There are days when I walk through work and think everybody who is younger is smarter and knows and does things so much better than I do.  My plans for a new career have hit the doldrums.  I spent all this time getting university degrees and working hard only to miss out on interview after interview.  Sometimes I feel a bit like Karen obviously does – old and out of it and destined for the scrap heap.

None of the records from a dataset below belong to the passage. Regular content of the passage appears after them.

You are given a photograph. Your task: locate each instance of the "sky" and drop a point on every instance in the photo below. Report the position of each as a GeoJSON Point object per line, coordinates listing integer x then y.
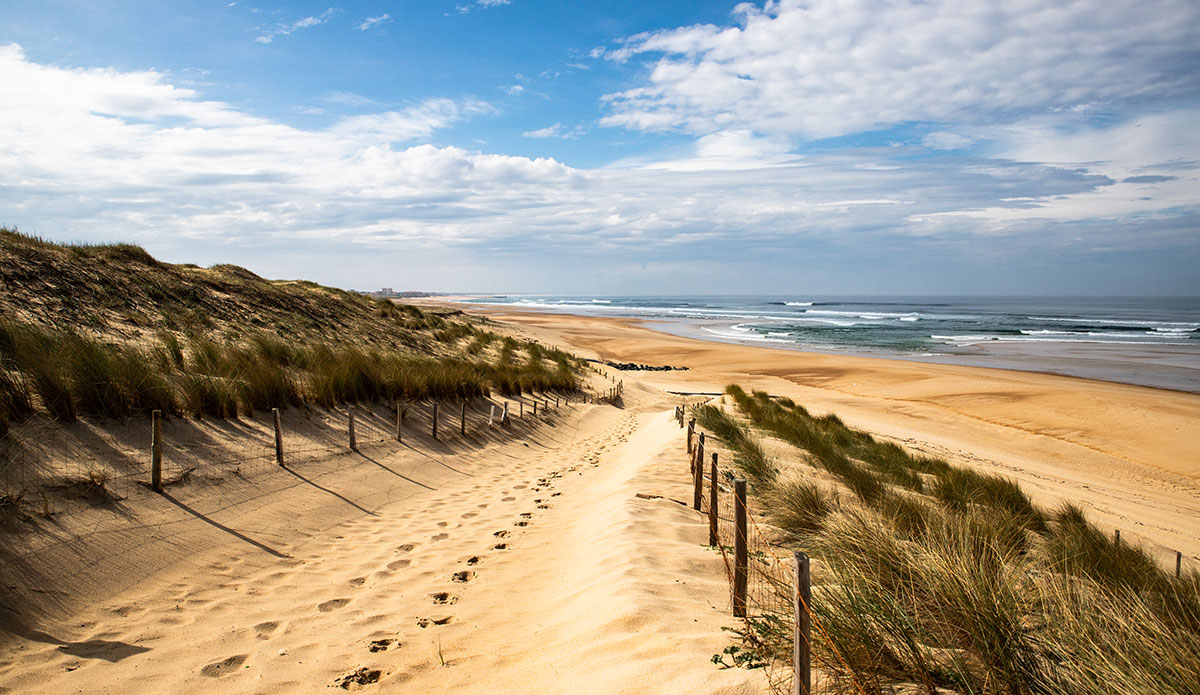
{"type": "Point", "coordinates": [819, 147]}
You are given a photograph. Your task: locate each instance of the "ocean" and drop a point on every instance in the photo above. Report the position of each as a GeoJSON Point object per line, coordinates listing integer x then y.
{"type": "Point", "coordinates": [1149, 341]}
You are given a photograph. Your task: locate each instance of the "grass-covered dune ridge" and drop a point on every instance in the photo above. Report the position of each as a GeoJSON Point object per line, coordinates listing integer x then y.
{"type": "Point", "coordinates": [937, 577]}
{"type": "Point", "coordinates": [107, 331]}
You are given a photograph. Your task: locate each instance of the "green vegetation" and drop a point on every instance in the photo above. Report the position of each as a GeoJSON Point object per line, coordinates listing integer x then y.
{"type": "Point", "coordinates": [227, 342]}
{"type": "Point", "coordinates": [945, 579]}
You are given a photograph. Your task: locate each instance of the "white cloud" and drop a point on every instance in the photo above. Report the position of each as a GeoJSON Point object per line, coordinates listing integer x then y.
{"type": "Point", "coordinates": [555, 131]}
{"type": "Point", "coordinates": [102, 154]}
{"type": "Point", "coordinates": [819, 69]}
{"type": "Point", "coordinates": [288, 29]}
{"type": "Point", "coordinates": [481, 5]}
{"type": "Point", "coordinates": [946, 141]}
{"type": "Point", "coordinates": [370, 22]}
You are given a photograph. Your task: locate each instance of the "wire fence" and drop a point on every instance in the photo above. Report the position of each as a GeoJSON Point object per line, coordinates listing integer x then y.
{"type": "Point", "coordinates": [51, 469]}
{"type": "Point", "coordinates": [768, 589]}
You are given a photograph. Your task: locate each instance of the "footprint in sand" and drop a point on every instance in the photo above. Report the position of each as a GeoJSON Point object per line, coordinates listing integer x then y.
{"type": "Point", "coordinates": [364, 676]}
{"type": "Point", "coordinates": [223, 667]}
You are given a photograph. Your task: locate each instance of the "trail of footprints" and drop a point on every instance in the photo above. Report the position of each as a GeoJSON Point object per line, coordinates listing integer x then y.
{"type": "Point", "coordinates": [592, 449]}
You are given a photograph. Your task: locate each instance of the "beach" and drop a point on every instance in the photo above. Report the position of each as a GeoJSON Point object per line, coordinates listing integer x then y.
{"type": "Point", "coordinates": [557, 557]}
{"type": "Point", "coordinates": [1127, 453]}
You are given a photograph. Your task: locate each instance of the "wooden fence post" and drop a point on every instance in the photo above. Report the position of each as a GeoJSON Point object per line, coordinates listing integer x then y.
{"type": "Point", "coordinates": [713, 509]}
{"type": "Point", "coordinates": [802, 655]}
{"type": "Point", "coordinates": [156, 450]}
{"type": "Point", "coordinates": [739, 549]}
{"type": "Point", "coordinates": [279, 437]}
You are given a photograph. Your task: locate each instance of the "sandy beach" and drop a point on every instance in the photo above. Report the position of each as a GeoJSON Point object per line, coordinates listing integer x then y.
{"type": "Point", "coordinates": [557, 559]}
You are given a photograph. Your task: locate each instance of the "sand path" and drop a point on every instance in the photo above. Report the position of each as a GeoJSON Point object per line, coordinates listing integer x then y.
{"type": "Point", "coordinates": [1129, 455]}
{"type": "Point", "coordinates": [535, 570]}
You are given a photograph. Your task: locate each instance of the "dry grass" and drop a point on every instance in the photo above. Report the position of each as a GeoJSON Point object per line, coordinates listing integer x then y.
{"type": "Point", "coordinates": [960, 583]}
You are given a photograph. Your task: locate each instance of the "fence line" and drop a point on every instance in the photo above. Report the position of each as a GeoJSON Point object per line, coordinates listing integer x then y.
{"type": "Point", "coordinates": [55, 471]}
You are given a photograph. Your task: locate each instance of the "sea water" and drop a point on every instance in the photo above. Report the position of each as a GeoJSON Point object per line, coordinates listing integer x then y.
{"type": "Point", "coordinates": [1151, 341]}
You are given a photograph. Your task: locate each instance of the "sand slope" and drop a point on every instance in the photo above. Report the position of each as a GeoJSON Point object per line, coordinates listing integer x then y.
{"type": "Point", "coordinates": [532, 567]}
{"type": "Point", "coordinates": [1131, 455]}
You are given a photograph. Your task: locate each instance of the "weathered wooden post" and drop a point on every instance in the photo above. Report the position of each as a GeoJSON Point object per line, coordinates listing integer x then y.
{"type": "Point", "coordinates": [739, 547]}
{"type": "Point", "coordinates": [156, 450]}
{"type": "Point", "coordinates": [802, 654]}
{"type": "Point", "coordinates": [279, 437]}
{"type": "Point", "coordinates": [713, 516]}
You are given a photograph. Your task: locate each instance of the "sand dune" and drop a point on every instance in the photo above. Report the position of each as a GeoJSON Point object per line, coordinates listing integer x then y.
{"type": "Point", "coordinates": [1129, 454]}
{"type": "Point", "coordinates": [529, 567]}
{"type": "Point", "coordinates": [533, 564]}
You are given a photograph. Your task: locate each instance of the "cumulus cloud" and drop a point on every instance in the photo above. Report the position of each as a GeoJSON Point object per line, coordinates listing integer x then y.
{"type": "Point", "coordinates": [819, 69]}
{"type": "Point", "coordinates": [555, 131]}
{"type": "Point", "coordinates": [370, 22]}
{"type": "Point", "coordinates": [103, 154]}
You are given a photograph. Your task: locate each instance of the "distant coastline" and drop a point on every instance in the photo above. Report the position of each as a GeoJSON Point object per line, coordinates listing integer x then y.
{"type": "Point", "coordinates": [1143, 341]}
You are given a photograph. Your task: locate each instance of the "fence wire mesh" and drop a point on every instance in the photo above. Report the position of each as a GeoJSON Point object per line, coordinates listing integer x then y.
{"type": "Point", "coordinates": [52, 469]}
{"type": "Point", "coordinates": [771, 595]}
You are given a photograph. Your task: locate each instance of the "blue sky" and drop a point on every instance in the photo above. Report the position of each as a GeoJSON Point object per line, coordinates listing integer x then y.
{"type": "Point", "coordinates": [822, 147]}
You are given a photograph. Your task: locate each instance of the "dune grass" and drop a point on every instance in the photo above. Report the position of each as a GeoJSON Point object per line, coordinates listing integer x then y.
{"type": "Point", "coordinates": [960, 583]}
{"type": "Point", "coordinates": [69, 375]}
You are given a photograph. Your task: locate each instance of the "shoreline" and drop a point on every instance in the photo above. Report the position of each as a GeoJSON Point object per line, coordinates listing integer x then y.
{"type": "Point", "coordinates": [1157, 366]}
{"type": "Point", "coordinates": [1126, 451]}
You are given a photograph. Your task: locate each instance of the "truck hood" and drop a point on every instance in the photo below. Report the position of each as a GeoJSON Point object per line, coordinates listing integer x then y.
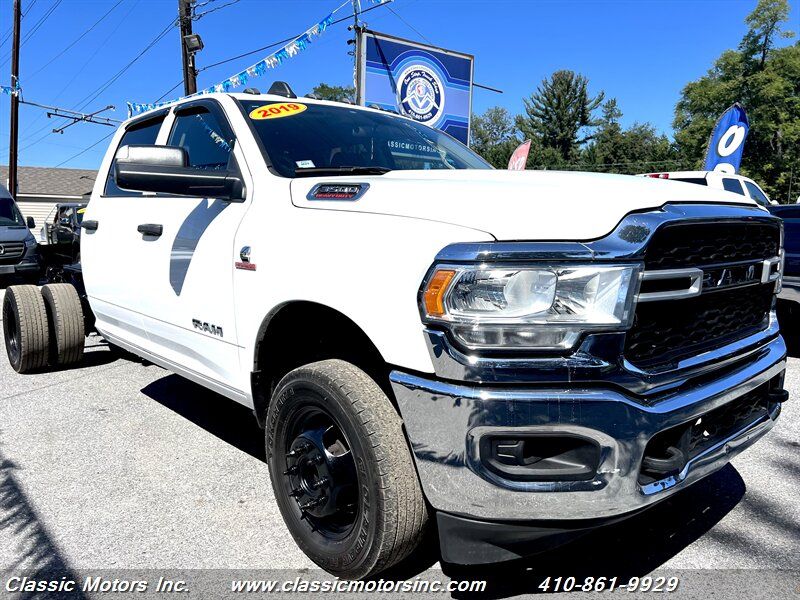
{"type": "Point", "coordinates": [513, 205]}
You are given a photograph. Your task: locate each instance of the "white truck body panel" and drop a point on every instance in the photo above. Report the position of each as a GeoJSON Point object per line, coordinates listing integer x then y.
{"type": "Point", "coordinates": [365, 259]}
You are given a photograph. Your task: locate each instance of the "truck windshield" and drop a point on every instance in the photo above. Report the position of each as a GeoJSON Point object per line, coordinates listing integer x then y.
{"type": "Point", "coordinates": [320, 138]}
{"type": "Point", "coordinates": [9, 213]}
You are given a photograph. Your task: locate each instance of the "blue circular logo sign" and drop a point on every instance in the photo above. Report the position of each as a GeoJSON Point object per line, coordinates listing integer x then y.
{"type": "Point", "coordinates": [420, 94]}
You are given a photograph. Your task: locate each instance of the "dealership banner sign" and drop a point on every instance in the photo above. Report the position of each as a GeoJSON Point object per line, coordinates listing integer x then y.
{"type": "Point", "coordinates": [726, 145]}
{"type": "Point", "coordinates": [428, 84]}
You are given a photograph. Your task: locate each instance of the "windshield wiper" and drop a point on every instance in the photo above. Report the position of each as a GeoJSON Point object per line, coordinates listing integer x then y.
{"type": "Point", "coordinates": [312, 171]}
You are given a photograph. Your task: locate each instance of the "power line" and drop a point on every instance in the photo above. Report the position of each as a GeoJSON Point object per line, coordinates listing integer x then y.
{"type": "Point", "coordinates": [85, 150]}
{"type": "Point", "coordinates": [78, 39]}
{"type": "Point", "coordinates": [74, 77]}
{"type": "Point", "coordinates": [93, 95]}
{"type": "Point", "coordinates": [210, 10]}
{"type": "Point", "coordinates": [7, 36]}
{"type": "Point", "coordinates": [417, 31]}
{"type": "Point", "coordinates": [289, 39]}
{"type": "Point", "coordinates": [170, 90]}
{"type": "Point", "coordinates": [36, 26]}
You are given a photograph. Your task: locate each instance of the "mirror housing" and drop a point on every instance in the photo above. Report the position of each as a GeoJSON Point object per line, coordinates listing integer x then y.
{"type": "Point", "coordinates": [164, 169]}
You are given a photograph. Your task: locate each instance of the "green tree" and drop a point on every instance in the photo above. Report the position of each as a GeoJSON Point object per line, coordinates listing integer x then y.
{"type": "Point", "coordinates": [766, 80]}
{"type": "Point", "coordinates": [636, 149]}
{"type": "Point", "coordinates": [493, 136]}
{"type": "Point", "coordinates": [766, 24]}
{"type": "Point", "coordinates": [336, 93]}
{"type": "Point", "coordinates": [559, 113]}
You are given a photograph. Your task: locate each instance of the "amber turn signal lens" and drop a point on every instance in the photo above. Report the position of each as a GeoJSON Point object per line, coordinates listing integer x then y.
{"type": "Point", "coordinates": [434, 293]}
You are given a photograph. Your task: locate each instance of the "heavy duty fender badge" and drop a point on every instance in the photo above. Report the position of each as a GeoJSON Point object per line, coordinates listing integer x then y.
{"type": "Point", "coordinates": [207, 327]}
{"type": "Point", "coordinates": [338, 191]}
{"type": "Point", "coordinates": [245, 264]}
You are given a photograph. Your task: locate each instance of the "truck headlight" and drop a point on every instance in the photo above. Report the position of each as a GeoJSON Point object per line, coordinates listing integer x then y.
{"type": "Point", "coordinates": [535, 307]}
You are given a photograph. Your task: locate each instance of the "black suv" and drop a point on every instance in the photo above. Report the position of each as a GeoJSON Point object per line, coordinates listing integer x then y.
{"type": "Point", "coordinates": [19, 257]}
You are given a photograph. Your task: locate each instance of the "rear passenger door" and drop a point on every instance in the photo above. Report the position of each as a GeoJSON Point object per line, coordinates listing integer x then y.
{"type": "Point", "coordinates": [188, 308]}
{"type": "Point", "coordinates": [111, 248]}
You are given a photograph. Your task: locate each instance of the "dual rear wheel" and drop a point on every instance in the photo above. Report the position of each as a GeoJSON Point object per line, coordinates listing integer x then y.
{"type": "Point", "coordinates": [43, 327]}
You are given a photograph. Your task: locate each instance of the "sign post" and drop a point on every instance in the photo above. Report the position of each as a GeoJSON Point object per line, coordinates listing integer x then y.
{"type": "Point", "coordinates": [425, 83]}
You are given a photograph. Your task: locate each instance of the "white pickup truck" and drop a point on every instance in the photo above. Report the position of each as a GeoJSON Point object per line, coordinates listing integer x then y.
{"type": "Point", "coordinates": [522, 355]}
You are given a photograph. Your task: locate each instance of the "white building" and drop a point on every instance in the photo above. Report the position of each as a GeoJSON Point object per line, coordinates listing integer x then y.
{"type": "Point", "coordinates": [41, 188]}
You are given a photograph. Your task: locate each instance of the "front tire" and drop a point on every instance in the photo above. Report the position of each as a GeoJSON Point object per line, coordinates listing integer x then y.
{"type": "Point", "coordinates": [25, 328]}
{"type": "Point", "coordinates": [341, 470]}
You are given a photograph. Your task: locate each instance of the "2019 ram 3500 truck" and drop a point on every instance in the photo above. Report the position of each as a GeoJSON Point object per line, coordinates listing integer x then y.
{"type": "Point", "coordinates": [522, 355]}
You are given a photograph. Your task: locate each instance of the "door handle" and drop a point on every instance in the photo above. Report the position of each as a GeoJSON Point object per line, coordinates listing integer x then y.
{"type": "Point", "coordinates": [150, 229]}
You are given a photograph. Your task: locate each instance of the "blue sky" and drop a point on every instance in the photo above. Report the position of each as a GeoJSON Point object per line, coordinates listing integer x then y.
{"type": "Point", "coordinates": [641, 52]}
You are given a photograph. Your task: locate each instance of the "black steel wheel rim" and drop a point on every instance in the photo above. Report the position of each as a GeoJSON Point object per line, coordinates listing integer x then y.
{"type": "Point", "coordinates": [319, 474]}
{"type": "Point", "coordinates": [11, 333]}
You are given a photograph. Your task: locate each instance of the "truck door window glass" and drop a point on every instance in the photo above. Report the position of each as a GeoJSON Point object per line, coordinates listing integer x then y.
{"type": "Point", "coordinates": [9, 213]}
{"type": "Point", "coordinates": [341, 136]}
{"type": "Point", "coordinates": [697, 180]}
{"type": "Point", "coordinates": [756, 193]}
{"type": "Point", "coordinates": [199, 132]}
{"type": "Point", "coordinates": [138, 133]}
{"type": "Point", "coordinates": [732, 185]}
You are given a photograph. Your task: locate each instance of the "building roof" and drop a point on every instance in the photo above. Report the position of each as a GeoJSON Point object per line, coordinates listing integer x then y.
{"type": "Point", "coordinates": [50, 181]}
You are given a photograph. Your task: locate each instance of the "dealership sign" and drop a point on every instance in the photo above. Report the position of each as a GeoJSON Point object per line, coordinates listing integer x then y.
{"type": "Point", "coordinates": [726, 145]}
{"type": "Point", "coordinates": [430, 85]}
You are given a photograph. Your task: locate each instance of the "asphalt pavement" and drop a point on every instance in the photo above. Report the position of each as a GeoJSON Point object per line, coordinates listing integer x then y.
{"type": "Point", "coordinates": [118, 464]}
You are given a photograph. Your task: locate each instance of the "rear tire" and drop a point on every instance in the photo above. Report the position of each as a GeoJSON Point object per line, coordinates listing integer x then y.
{"type": "Point", "coordinates": [25, 328]}
{"type": "Point", "coordinates": [65, 318]}
{"type": "Point", "coordinates": [335, 445]}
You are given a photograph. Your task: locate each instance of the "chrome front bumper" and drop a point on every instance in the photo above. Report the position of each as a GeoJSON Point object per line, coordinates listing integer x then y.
{"type": "Point", "coordinates": [445, 423]}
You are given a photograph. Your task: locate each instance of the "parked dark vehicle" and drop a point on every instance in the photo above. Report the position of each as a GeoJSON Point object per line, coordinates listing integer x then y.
{"type": "Point", "coordinates": [789, 297]}
{"type": "Point", "coordinates": [19, 258]}
{"type": "Point", "coordinates": [60, 238]}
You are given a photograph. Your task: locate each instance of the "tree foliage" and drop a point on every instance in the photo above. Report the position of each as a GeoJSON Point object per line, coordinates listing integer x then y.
{"type": "Point", "coordinates": [766, 81]}
{"type": "Point", "coordinates": [335, 93]}
{"type": "Point", "coordinates": [559, 111]}
{"type": "Point", "coordinates": [494, 136]}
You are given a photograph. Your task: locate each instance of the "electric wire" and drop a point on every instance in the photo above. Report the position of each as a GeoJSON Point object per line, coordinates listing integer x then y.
{"type": "Point", "coordinates": [284, 41]}
{"type": "Point", "coordinates": [78, 39]}
{"type": "Point", "coordinates": [215, 9]}
{"type": "Point", "coordinates": [7, 35]}
{"type": "Point", "coordinates": [36, 26]}
{"type": "Point", "coordinates": [84, 151]}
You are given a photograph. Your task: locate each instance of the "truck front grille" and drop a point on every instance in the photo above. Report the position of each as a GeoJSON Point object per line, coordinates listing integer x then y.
{"type": "Point", "coordinates": [697, 244]}
{"type": "Point", "coordinates": [11, 252]}
{"type": "Point", "coordinates": [667, 331]}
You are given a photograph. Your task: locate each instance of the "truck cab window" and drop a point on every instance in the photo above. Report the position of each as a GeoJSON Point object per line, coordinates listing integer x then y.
{"type": "Point", "coordinates": [144, 132]}
{"type": "Point", "coordinates": [732, 185]}
{"type": "Point", "coordinates": [200, 133]}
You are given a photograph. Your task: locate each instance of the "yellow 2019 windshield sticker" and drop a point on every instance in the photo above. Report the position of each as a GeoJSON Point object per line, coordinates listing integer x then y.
{"type": "Point", "coordinates": [276, 111]}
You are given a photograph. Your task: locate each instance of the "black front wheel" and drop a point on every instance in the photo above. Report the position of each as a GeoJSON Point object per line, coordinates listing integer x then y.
{"type": "Point", "coordinates": [341, 470]}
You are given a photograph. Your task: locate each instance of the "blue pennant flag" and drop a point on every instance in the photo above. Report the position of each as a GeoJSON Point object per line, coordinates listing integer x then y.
{"type": "Point", "coordinates": [726, 145]}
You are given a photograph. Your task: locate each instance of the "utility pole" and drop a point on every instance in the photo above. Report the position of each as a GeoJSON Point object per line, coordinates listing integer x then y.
{"type": "Point", "coordinates": [14, 127]}
{"type": "Point", "coordinates": [189, 73]}
{"type": "Point", "coordinates": [356, 42]}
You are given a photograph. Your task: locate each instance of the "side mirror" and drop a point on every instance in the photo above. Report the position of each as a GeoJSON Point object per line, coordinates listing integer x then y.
{"type": "Point", "coordinates": [164, 169]}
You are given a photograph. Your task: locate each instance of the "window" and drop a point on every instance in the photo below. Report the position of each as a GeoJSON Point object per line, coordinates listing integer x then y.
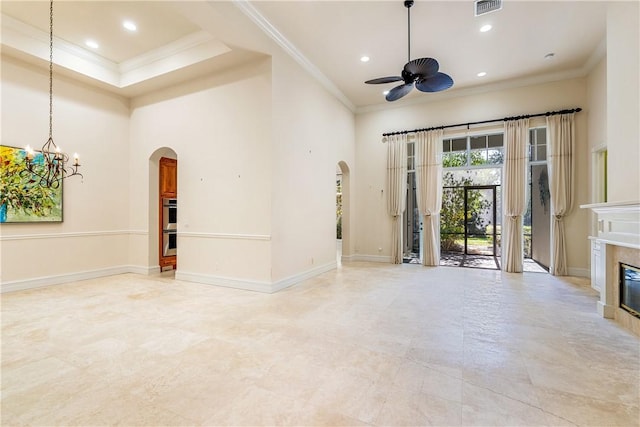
{"type": "Point", "coordinates": [538, 145]}
{"type": "Point", "coordinates": [478, 150]}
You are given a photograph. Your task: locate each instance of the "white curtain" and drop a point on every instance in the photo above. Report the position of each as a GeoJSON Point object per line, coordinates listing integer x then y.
{"type": "Point", "coordinates": [396, 190]}
{"type": "Point", "coordinates": [428, 164]}
{"type": "Point", "coordinates": [561, 139]}
{"type": "Point", "coordinates": [514, 178]}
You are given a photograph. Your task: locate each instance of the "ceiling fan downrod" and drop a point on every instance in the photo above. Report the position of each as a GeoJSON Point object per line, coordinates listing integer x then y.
{"type": "Point", "coordinates": [408, 4]}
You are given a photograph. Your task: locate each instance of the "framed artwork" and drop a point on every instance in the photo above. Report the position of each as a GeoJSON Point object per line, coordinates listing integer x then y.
{"type": "Point", "coordinates": [22, 198]}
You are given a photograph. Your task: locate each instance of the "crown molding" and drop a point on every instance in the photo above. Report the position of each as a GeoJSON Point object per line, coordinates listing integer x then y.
{"type": "Point", "coordinates": [270, 30]}
{"type": "Point", "coordinates": [182, 53]}
{"type": "Point", "coordinates": [174, 48]}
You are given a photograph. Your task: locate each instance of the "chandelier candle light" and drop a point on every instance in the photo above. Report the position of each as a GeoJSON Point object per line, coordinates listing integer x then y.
{"type": "Point", "coordinates": [50, 171]}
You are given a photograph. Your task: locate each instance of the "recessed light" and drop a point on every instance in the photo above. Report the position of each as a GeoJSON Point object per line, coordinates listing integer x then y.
{"type": "Point", "coordinates": [129, 25]}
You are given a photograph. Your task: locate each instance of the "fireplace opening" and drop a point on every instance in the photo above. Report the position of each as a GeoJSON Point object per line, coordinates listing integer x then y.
{"type": "Point", "coordinates": [630, 289]}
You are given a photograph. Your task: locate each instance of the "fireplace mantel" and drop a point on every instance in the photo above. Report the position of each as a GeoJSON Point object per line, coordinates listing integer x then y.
{"type": "Point", "coordinates": [617, 240]}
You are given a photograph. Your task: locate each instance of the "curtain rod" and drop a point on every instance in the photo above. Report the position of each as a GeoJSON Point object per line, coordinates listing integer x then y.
{"type": "Point", "coordinates": [505, 119]}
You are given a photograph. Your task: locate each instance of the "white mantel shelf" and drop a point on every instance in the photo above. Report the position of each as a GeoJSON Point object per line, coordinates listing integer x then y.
{"type": "Point", "coordinates": [618, 226]}
{"type": "Point", "coordinates": [618, 223]}
{"type": "Point", "coordinates": [628, 206]}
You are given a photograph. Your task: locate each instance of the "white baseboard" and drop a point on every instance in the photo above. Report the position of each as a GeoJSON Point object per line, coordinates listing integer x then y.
{"type": "Point", "coordinates": [39, 282]}
{"type": "Point", "coordinates": [579, 272]}
{"type": "Point", "coordinates": [370, 258]}
{"type": "Point", "coordinates": [297, 278]}
{"type": "Point", "coordinates": [254, 285]}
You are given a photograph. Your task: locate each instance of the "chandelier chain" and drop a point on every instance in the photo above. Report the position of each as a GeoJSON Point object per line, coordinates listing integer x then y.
{"type": "Point", "coordinates": [51, 69]}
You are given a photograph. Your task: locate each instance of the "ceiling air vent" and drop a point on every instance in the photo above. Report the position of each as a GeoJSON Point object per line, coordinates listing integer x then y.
{"type": "Point", "coordinates": [486, 6]}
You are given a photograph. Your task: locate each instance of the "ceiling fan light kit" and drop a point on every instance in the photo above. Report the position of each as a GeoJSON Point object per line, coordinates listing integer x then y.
{"type": "Point", "coordinates": [422, 72]}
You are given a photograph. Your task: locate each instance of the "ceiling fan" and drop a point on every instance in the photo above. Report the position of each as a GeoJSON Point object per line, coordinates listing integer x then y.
{"type": "Point", "coordinates": [421, 72]}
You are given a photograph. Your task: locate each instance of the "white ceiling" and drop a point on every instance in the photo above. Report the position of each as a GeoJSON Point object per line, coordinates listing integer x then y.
{"type": "Point", "coordinates": [179, 40]}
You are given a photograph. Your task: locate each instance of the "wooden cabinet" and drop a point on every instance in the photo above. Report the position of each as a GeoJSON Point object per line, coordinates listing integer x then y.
{"type": "Point", "coordinates": [168, 177]}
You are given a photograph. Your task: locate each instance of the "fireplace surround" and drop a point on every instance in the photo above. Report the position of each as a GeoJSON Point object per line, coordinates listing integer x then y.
{"type": "Point", "coordinates": [617, 242]}
{"type": "Point", "coordinates": [630, 288]}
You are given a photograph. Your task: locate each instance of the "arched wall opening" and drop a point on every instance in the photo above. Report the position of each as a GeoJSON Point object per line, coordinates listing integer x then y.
{"type": "Point", "coordinates": [343, 204]}
{"type": "Point", "coordinates": [154, 203]}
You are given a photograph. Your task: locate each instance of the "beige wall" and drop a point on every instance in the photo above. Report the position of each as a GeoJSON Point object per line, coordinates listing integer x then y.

Another reason for my fascination with the affair seems to be that Karen comes from the same area I grew up in – an Anglo-Australian rural backwater between two cities, bounded by the sea, great lakes, farm paddocks and dense, eucalypt and lush, sub-tropical rainforest.  And I do not remember it with much affection, because of all the bullying I got right through most of my years at school because I was different.

I am Anglo-Australian, but unlike the others from their working class homes and coal-miner fathers, I liked literature and history and classical music.  My knowledge of pop music and culture was sketchy.  My father was an English/History teacher and he and Mum took myself and my two younger sisters off on camping trips to national parks around Australia during the school holidays.  We had a house by the highway and a garden full of riotous native plants.  I was a dreamy, solitary, otherworldly individual and if I wasn’t different enough, being acutely sensitive made things a whole lot worse.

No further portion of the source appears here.